De Jonghe Bernard, Bastuji-Garin Sylvie, Durand Marie-Christine, Malissin Isabelle, Rodrigues Pablo, Cerf Charles, Outin Hervé, Sharshar Tarek
Réanimation Médico-chirurgicale, Centre Hospitalier de Poissy-Saint-Germain en Laye, Poissy, France.
Crit Care Med. 2007 Sep;35(9):2007-15. doi: 10.1097/01.ccm.0000281450.01881.d8.
Although critical illness neuromyopathy might interfere with weaning from mechanical ventilation, its respiratory component has not been investigated. We designed a study to assess the level of respiratory muscle weakness emerging during the intensive care unit stay in mechanically ventilated patients and to examine the correlation between respiratory and limb muscle strength and the specific contribution of respiratory weakness to delayed weaning.
Prospective observational study.
Two medical, one surgical, and one medicosurgical intensive care units in two university hospitals and one university- affiliated hospital.
A total of 116 consecutive patients were enrolled after >or=7 days of mechanical ventilation.
None.
Maximal inspiratory and expiratory pressures and vital capacity were measured via the tracheal tube on the first day of return to normal consciousness. Muscle strength was measured using the Medical Research Council score. After standardized weaning, successful extubation was defined as the day from which mechanical ventilatory support was no longer required within the next 15 days. The median value (interquartile range) of maximal inspiratory pressure was 30 (20-40) cm H2O, maximal expiratory pressure was 30 (20-50) cm H2O, and vital capacity was 11.1 (6.3-19.8) mL/kg. Maximal inspiratory pressure, maximal expiratory pressure, and vital capacity were significantly correlated with the Medical Research Council score. The median time (interquartile range) from awakening to successful extubation was 6 (1-17) days. Low maximal inspiratory pressure (hazard ratio, 1.86; 95% confidence interval, 1.07-3.23), maximal expiratory pressure (hazard ratio, 2.18; 95% confidence interval, 1.44-3.84), and Medical Research Council score (hazard ratio, 1.96; 95% confidence interval, 1.27-3.02) were independent predictors of delayed extubation. Septic shock before awakening was significantly associated with respiratory weakness (odds ratio, 3.17; 95% confidence interval, 1.17-8.58).

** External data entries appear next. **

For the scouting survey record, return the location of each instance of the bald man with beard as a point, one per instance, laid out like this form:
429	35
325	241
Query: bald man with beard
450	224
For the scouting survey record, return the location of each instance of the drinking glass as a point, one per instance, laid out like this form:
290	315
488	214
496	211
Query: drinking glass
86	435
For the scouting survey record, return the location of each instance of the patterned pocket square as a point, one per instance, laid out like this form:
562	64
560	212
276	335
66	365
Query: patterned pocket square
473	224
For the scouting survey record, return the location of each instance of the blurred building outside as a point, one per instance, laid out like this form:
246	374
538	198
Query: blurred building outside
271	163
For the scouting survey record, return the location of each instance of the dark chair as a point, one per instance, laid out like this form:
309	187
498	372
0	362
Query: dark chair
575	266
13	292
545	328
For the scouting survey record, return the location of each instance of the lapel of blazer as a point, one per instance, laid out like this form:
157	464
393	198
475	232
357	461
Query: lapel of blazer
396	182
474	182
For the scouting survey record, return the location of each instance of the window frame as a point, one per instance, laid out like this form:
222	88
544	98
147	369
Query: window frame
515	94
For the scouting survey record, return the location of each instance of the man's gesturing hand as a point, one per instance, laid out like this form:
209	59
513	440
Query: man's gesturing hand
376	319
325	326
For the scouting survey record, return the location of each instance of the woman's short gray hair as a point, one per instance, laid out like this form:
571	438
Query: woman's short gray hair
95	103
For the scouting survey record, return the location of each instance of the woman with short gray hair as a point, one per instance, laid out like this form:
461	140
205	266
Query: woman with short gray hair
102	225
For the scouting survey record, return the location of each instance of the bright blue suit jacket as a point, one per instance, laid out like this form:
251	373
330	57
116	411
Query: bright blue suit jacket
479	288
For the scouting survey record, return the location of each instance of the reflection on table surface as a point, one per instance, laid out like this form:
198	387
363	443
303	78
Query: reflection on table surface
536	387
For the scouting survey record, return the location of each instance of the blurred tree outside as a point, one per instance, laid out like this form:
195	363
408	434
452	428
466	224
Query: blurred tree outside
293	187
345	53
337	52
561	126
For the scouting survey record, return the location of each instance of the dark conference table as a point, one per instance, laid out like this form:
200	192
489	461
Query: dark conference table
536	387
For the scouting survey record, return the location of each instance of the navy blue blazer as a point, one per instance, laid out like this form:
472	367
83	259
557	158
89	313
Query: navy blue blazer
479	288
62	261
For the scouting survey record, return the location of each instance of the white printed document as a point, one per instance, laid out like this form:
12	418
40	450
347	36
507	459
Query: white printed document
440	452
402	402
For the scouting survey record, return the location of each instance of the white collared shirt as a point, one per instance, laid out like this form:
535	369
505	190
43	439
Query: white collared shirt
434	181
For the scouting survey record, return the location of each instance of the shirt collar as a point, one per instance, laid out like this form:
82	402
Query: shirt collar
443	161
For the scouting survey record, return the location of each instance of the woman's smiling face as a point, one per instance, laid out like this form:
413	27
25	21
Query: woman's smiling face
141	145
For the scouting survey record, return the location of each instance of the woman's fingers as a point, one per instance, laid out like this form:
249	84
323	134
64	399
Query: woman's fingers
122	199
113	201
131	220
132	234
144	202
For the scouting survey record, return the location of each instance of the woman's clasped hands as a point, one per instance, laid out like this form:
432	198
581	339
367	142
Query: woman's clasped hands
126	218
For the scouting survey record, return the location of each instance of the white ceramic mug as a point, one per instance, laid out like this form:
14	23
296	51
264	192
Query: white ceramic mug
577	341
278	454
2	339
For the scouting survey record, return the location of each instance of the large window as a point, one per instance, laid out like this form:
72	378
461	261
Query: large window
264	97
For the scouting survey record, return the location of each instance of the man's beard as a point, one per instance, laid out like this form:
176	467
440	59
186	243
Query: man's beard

Respiratory and limb muscle strength are both altered after 1 wk of mechanical ventilation. Respiratory muscle weakness is associated with delayed extubation and prolonged ventilation. In our study, septic shock is a contributor to respiratory weakness.
尽管危重病性神经肌肉病可能会干扰机械通气的撤机过程,但其呼吸方面的影响尚未得到研究。我们设计了一项研究,以评估机械通气的重症监护病房患者在住院期间出现的呼吸肌无力程度,并研究呼吸肌与肢体肌肉力量之间的相关性,以及呼吸肌无力对延迟撤机的具体影响。
前瞻性观察性研究。
两所大学医院和一所大学附属医院的两个内科、一个外科及一个内外科重症监护病房。
共纳入116例机械通气≥7天的连续患者。
无。
在恢复正常意识的第一天,通过气管导管测量最大吸气压、最大呼气压和肺活量。使用医学研究委员会评分法测量肌肉力量。在标准化撤机后,成功拔管定义为在接下来15天内不再需要机械通气支持的日期。最大吸气压的中位数(四分位间距)为30(20 - 40)cmH₂O,最大呼气压为30(20 - 50)cmH₂O,肺活量为11.1(6.3 - 19.8)mL/kg。最大吸气压、最大呼气压和肺活量与医学研究委员会评分显著相关。从苏醒到成功拔管的中位时间(四分位间距)为6(1 - 17)天。低最大吸气压(风险比,1.86;95%置信区间,1.07 - 3.23)、最大呼气压(风险比,2.18;95%置信区间,1.44 - 3.84)和医学研究委员会评分(风险比,1.96;95%置信区间,1.27 - 3.02)是延迟拔管的独立预测因素。苏醒前的感染性休克与呼吸肌无力显著相关(比值比,3.17;95%置信区间,1.17 - 8.58)。
机械通气1周后,呼吸肌和肢体肌肉力量均发生改变。呼吸肌无力与延迟拔管和通气时间延长有关。在我们的研究中,感染性休克是呼吸肌无力的一个因素。